Cheap VPS & Xen Server


Residential Proxy Network - Hourly & Monthly Packages

The (Almost) Perfect Setup – Debian Sarge (3.1) On A Strato Dedicated-Server (With ISPConfig)


Based and abuttet to the HowTo – The Perfect Setup Debian Sarge (3.1) – of Falko Timme I wrote this HowTo for STRATO-Server, because Strato has some specifics in it´s Debian Sarge (3.1) – Image.

Let me say first: This is one way of many possible, but I try this more than one time and it works.

Anyway I must say to you, too => If you use this HowTo you do it on your own risk ! You will lose all Files on the Strato-Server, ´cause we start with a brandnew installation of the Debian-Image ! If you have question mail me or send me a PM.

If you want to have it in german language please mail me, too.

Wer diese Anleitung auf deutsch haben möchte, muss mir nur eine eMail oder PN schreiben.

You will need:

  • a Strato – Dedicatet Server
  • WinSCP3 and Putty or similar software on your computer at home

We use (based on the HowTo by Falko Timme) for the Server:

  • Apache 2 as web-server
  • Postfix as mailserver
  • Courier-POP3 and Courier-IMAP for eMail, too
  • BIND as DNS-server
  • proftpd as FTP-server
  • Webalizer for statistics

 

STEP 1 – Install a new Debian-Image 3.1 with the Strato-Konfigurationsmenü

 

  • choose Serverkonfiguration
  • choose Neuinstallation
  • mark the Box and choose Debian GNU/Linux 3.1 für Profis
  • click on weiter
  • fill in the code you will see

 

 

Don´t forget:

You will lose all Files on the Strato-Server,

´cause we start with a brandnew installation of the Debian-Image !

 

  • if you´re sure that you want it, click on weiter
  • wait until you get the eMail from Strato that the reinstallation is finished.

 

STEP 2 – Update the Debian Sarge Image

 

  • login your server as root by Putty
  • copy here the code and paste it in Putty
  • follow the instructions

 

 

apt-get update

If you´re asked that you want to stop now, ´cause a new kernel will be installed answer with no.
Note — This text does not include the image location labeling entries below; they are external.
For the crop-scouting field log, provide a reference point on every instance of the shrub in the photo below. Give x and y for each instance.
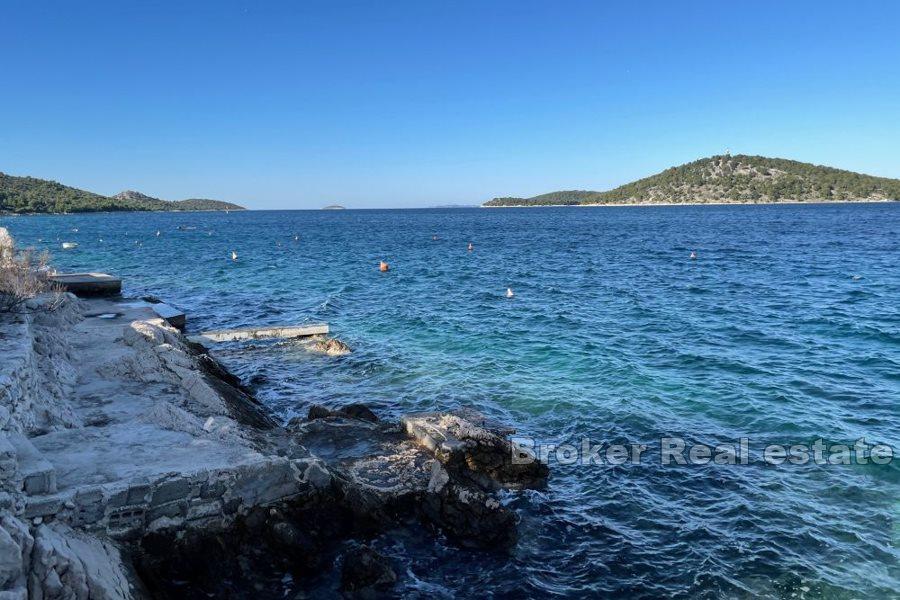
(23, 277)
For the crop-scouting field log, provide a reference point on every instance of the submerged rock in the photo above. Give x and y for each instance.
(474, 448)
(366, 572)
(351, 411)
(331, 347)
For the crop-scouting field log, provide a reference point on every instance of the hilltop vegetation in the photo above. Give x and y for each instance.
(32, 195)
(731, 179)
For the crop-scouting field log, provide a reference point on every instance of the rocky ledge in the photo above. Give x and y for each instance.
(133, 465)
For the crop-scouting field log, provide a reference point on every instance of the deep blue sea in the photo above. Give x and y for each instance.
(785, 329)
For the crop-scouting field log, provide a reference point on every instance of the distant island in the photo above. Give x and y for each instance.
(727, 179)
(32, 195)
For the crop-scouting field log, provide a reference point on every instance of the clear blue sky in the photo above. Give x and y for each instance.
(392, 104)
But don´t forget to reboot your server after this upgrade.

apt-get dist-upgrade

apt-get upgrade

(If someone said, that this is to much update and -grade, let me first answer:

I try it many times and it works everytime a little bit other – and rather one time often than one time too little.)

STEP 3 – Add some more nameservers

 

  • open and edit the file /etc/resolv.conf
  • add some more nameservers (only if you want)

 

nameserver 81.169.163.104
nameserver 81.169.163.106
search serverkompetenz.net
nameserver ip.number.from.another

STEP 4 – Setting the hostname

Instead of server1.example.com put in your real serverdomain (h12345.serverkompetenz.net)

echo server1.example.com > /etc/hostname
/bin/hostname -F /etc/hostname

STEP 5 – Install needed and missing software and remove unneeded software

apt-get install make gcc g++ cpp wget flex bzip2 rdate fetchmail libdb3++-dev unzip zip ncftp xlispstat libarchive-zip-perl zlib1g-dev libpopt-dev nmap openssl lynx fileutils (all in one line!)

Answer the questions with the default answers.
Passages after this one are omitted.